All the shortlisted vendors whose proposals are being evaluated have a track record in providing systems to stock exchanges, the person added. TCS, for instance, provides the exchange trading platform for commodity derivatives bourse MCX.

Asked to confirm the development, Arun Raste, managing director and chief executive officer of NCDEX, declined to comment, saying the matter was “confidential”.

Queries to Nasdaq, Aquis, LSEG and TCS remained unanswered until press time.

Raste, however, said that after NCDEX got Securities and Exchange Board of India’s (Sebi’s) nod for the equity cash and derivatives platform in September, it is looking to launch the equity segment by December 2026, followed by the equity derivatives segment in March 2027.

“Post the launch of the mutual fund transaction platform by April next year, we are targeting the equity cash and equity derivatives segments for launch in FY27,” he said.
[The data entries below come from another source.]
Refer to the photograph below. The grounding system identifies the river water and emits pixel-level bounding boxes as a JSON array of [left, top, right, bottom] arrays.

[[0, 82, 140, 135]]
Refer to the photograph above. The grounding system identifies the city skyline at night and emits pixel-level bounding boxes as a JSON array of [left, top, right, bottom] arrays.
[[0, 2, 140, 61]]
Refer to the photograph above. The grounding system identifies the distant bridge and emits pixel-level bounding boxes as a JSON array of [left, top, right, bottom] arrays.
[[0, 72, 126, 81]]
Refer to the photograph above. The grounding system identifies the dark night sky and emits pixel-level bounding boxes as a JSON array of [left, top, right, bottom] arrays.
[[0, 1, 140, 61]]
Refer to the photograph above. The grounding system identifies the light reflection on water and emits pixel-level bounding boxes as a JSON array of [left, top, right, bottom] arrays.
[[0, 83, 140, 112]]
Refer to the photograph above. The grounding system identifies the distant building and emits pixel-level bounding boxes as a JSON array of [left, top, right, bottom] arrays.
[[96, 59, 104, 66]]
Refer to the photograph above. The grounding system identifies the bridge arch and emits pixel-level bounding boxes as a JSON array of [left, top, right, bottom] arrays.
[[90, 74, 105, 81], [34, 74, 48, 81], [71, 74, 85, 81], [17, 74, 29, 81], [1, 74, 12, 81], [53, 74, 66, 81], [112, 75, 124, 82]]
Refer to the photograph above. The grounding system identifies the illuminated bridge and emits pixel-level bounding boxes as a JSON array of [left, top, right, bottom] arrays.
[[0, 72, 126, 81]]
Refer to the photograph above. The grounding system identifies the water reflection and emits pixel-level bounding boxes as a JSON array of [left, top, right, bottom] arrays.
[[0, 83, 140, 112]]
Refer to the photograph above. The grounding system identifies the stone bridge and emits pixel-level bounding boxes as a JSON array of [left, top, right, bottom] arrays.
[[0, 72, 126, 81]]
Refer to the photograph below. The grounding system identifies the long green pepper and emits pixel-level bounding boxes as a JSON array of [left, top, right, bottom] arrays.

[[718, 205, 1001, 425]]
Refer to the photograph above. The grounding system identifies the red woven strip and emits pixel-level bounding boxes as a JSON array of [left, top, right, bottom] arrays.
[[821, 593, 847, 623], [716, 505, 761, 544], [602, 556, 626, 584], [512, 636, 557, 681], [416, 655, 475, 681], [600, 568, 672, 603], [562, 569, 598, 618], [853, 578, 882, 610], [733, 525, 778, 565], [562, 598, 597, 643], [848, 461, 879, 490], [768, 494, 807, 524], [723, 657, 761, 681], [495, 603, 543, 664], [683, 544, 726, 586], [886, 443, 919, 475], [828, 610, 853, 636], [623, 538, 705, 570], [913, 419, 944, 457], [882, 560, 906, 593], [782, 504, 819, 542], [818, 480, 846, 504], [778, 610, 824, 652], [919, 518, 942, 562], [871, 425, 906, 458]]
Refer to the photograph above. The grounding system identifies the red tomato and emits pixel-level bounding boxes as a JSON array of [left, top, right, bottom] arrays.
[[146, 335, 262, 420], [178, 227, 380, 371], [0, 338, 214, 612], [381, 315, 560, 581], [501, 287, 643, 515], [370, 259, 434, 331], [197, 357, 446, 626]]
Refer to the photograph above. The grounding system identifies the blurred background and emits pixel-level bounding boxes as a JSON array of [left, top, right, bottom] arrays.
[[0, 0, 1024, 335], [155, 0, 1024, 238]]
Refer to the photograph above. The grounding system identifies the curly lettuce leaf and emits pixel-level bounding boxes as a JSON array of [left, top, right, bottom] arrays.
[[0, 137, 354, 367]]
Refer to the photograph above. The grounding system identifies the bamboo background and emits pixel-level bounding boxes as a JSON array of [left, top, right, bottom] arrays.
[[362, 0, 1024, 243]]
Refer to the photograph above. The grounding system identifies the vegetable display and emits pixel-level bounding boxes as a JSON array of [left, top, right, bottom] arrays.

To finance the launch of the platforms and interconnected services, NCDEX had raised approximately ₹770 crore through a preferential issuance to 61 investors, including marquee institutions like Kotak Life Insurance, JM Financial, high net worth individuals (HNIs) such as Madhu Kela and Ramesh Damani, stock brokers including Share India and Globe and foreign high frequency traders such as Optivar and Citadel in September this year.

The 40% preferential issuance reduced the shareholding of existing investors—including the National Stock Exchange (NSE), which held 15%, Life Insurance Corp. (LIC) and Nabard, with 11.1% each—to less than 10% each, Raste said.

Apart from NCDEX, other Indian exchanges that offer a commodity derivatives segment include the MCX, NSE and BSE.

India’s commodity derivatives turnover was at ₹568 trillion in FY25, with MCX accounting for 99.5% market share, Sebi data showed.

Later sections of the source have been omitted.